Milestones & Survival

I would be lying if I said I grew up believing that adulthood was going to be a walk in the park.

I dreaded it right from the days I ran in the streets of my little ghetto community in Lagos in my flower panties and white back-to-school singlets. I saw a lot of adults mess up and they were written off as failures, one-hit-wonders and wrecks. Frantic family members and nosy neighbours would sternly advise me to make good life choices at all times as there’s no announcement as to when a bad choice would ruin one’s life. Sometimes, they drove home their point with unbelievable stories of how someone they grew up with took the wrong turn and never recovered. Sometimes, the stories ended in death and the fiery flames of hell.

Who wouldn’t dread that?

So I join the cool kids to say “adulthood is a scam” because it’s how I feel like a child again. It’s how I compensate myself for dreading adulthood and finding it almost exactly as it was painted to me. It’s also a reward for not looking forward to it.

It still feels weird for me to say I’m an adult and it’s probably so because I don’t feel like it on my inside.

I don’t feel very different from the little girl who sang Que sera sera with her eyes closed, assured that life was going to be all good because all I wanted to be was a good person. I don’t feel different from the teenage girl who did all she could, against all odds to protect her dreams, her ideas and her vision. I certainly do not feel different from the failing young adult who thought the world was just wrong.

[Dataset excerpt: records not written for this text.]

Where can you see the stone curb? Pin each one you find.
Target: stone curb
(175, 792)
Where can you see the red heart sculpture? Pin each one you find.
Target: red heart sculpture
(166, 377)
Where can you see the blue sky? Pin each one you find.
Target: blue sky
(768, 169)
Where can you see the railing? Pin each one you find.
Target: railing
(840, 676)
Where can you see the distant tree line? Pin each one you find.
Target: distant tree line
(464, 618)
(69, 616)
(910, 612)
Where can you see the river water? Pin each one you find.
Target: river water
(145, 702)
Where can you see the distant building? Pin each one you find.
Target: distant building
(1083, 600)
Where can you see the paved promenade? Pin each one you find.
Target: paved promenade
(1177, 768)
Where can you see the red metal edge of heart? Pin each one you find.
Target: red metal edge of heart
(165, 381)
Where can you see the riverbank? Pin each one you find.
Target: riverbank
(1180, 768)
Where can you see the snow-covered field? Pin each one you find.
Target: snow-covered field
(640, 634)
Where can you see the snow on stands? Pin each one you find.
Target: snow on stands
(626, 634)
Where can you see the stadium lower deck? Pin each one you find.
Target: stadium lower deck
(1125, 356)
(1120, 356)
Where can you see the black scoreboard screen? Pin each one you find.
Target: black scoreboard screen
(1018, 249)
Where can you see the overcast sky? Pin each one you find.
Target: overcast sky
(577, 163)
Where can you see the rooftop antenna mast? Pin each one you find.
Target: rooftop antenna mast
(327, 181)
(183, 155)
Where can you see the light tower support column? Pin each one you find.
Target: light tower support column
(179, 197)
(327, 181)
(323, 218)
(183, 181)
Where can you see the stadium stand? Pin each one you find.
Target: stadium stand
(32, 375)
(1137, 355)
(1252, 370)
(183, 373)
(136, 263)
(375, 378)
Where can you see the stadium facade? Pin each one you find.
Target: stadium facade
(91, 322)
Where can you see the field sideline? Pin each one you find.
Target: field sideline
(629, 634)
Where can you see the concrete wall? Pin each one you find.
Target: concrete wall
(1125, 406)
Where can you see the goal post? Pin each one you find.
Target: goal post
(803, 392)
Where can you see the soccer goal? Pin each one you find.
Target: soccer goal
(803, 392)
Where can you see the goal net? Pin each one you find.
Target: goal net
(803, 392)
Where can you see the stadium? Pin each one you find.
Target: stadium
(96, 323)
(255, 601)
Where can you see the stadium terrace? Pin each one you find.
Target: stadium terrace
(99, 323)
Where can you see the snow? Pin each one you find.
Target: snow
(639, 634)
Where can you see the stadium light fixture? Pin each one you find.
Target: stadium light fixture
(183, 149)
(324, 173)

But feelings aren’t all there is to life. So, here I am making decisions that could make or ruin me. I decided to stop my full-time role at the agency I had worked at for 2 years and stepped out to freelancing in Nigeria, in a pandemic year! People think it’s a bold move. When I tell the story, I play an inspirational soundtrack in my head, let the tune carry my words to my listeners and I enjoy the thrill in some of their eyes as I conclude with the success I was able to enjoy.

Photo by Hello I’m Nik on Unsplash

After freelancing for over a year and working on establishing my personal brand because that’s a thing you need to do in this modern world, I decided to go back into full-time employment. And in a sector I’m unfamiliar with and a company I’d never dreamt of working at (in case you were thinking it’s a dream job, it isn’t). I’m in a new environment, in an unusual space, feeling all the highs and lows and easing into life. At 27.

The compensation is that I think I know what I want in life and this path I’m on would help me get there, someway somehow. I shouldn’t also deny the joy I feel to be a part of a team where people celebrate and honour my success; where they listen to me and where they see me as relevant even though I’m new. It isn’t a dream job but it’s a good work environment that some folks wouldn’t mind in their present work realities.

So, I am still who I was but I’m also who I’m becoming. I write, think of creative ways to connect brands to their audience, care about how to use creativity to drive sales and I care about conversations that fuel creative expressions and writing.